Tak jak immanentną częścią środowiska, w którym żyjemy my, ludzie, są wirusy i bakterie. I nigdy się ich nie pozbędziemy. Pojawią się nowe, będziemy musieli znajdować nowe lekarstwa. Tak samo leczymy kapitalizm. Proszę pamiętać, że kiedyś system wolnorynkowy nie walczył z monopolami. Dopiero z czasem odkryto, że monopole są szkodliwe i powinno się je tłamsić. Kiedyś szerokie stosowanie pomocy publicznej nie było uważane za coś niestosownego. Dopiero z czasem zauważono, że takie praktyki zaburzają konkurencję i gaszą przedsiębiorczość. Kiedyś też nie byliśmy otwarci na świat. Gospodarki narodowe funkcjonowały jak samotne wyspy. Z trudem otwieraliśmy granice.

Dziś boimy się skutków otwarcia granic. Wraz z postępującą globalizacją czujemy, że tracimy kontrolę nad naszym życiem gospodarczym.
Każde nasze otwarcie sprowadza zagrożenie, a skutki nie zawsze jesteśmy w stanie przewidzieć. Niemniej prawdą jest, że pewne regulacje na szczeblu globalnym są dziś absolutnie niezbędne.
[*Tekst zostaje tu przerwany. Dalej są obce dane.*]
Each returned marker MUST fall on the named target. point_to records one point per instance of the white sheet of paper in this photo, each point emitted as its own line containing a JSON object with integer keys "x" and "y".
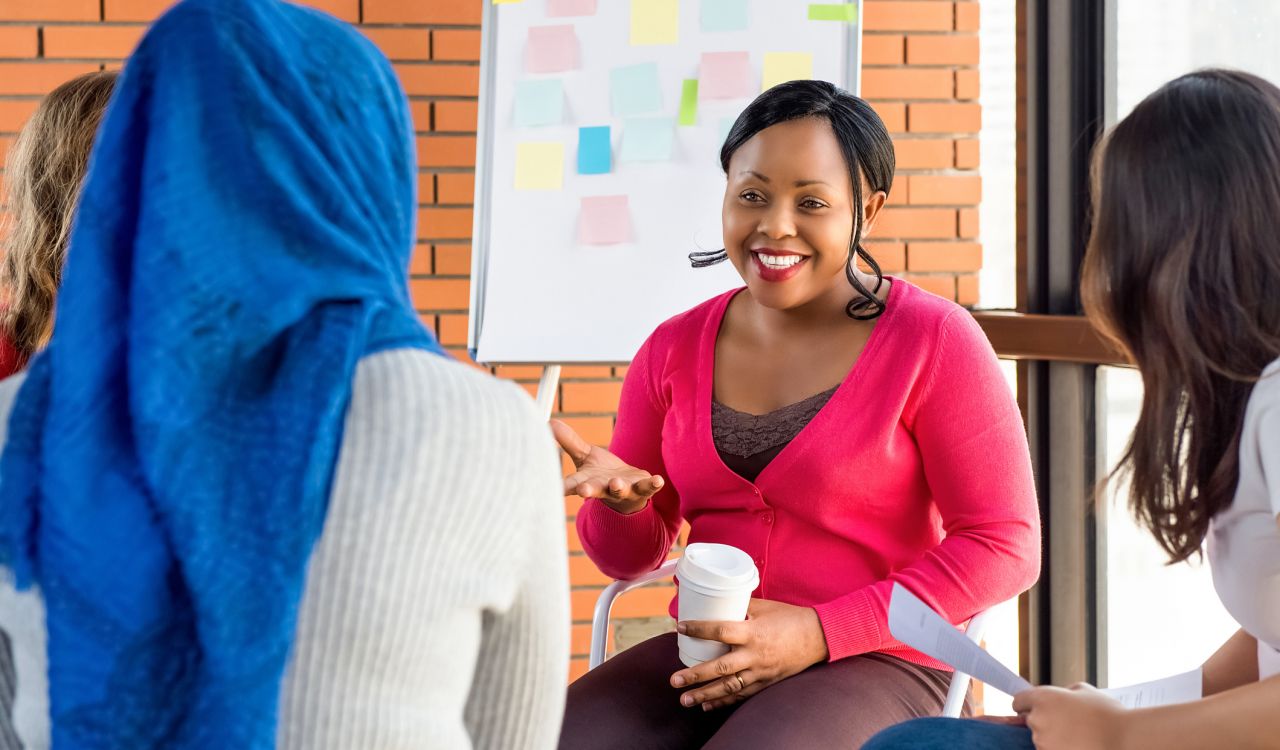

Koncerny międzynarodowe, nad którymi nie było dotąd żadnej kontroli ze strony państw narodowych, zachowywały się niezgodnie z jakimikolwiek regułami uczciwego biznesu. Wykorzystywały w sposób nieograniczony i bez jakichkolwiek zahamowań środowisko naturalne. W sposób brutalny wykorzystywały najtańszą siłę roboczą, a w chwili, gdy interes się kończył, bez skrupułów przenosiły się gdzie indziej. Takie zachowania nie mogą być dłużej akceptowane. Potrzebne są międzynarodowe reguły gry.

Kto miałby je wypracować?
Myślę o grupie państw G-7 lub G-20, także Banku Światowym i Międzynarodowym Funduszu Walutowym. Wsparcie ONZ też byłoby pożądane. Nie chcemy zmieniać gospodarki rynkowej na jakąkolwiek inną, bo na razie nie wymyśliliśmy nic lepszego niż wolny rynek. Zdaję sobie sprawę, że generalnym postulatem jest jak najmniej regulacji dla samych przedsiębiorców. I słusznie. Zgodzę się, że w gospodarce lokalnej powinno być jak najmniej więzów. Ale już na drugim biegunie - w gospodarce globalnej, europejskiej, nawet krajowej, czyli w skali makro, musimy sobie nałożyć pewne hamulce po to, byśmy nie doprowadzili do takich zawirowań, jakie miały miejsce choćby w 2008 roku.

Jako jedno z najpoważniejszych wyzwań dla Wspólnoty europejskiej wymienia się problem uchodźców szukających schronienia w Europie. Pana zdaniem, porozumienie osiągnięte w Brukseli jest wystarczające?

Porozumienie osiągnięte w Brukseli oczywiście nie stanowi rozwiązania problemu. Gdybyśmy tylko na tym skończyli, to grozi nam naprawdę katastrofa. Ten nasz początkowy opór - Grupy Wyszehradzkiej - był zasadny, choć sposób jego wyrażenia był nieco niefortunny. Tak jakbyśmy nie rozumieli zasady solidarności. Nasza obecna postawa jest właściwa. Naszym zadaniem powinno być współtworzenie generalnych rozwiązań, które zahamowałyby napływ milionów ludzi do Europy. Unia Europejska podjęła naszą refleksję, instytucje europejskie zrobiły słuszny jeden krok w tył. Jasno pokazaliśmy, że tamta początkowa - zbyt uproszczona - polityka prowadziłaby donikąd i przypomnieliśmy, że trzeba sięgnąć do jądra problemu.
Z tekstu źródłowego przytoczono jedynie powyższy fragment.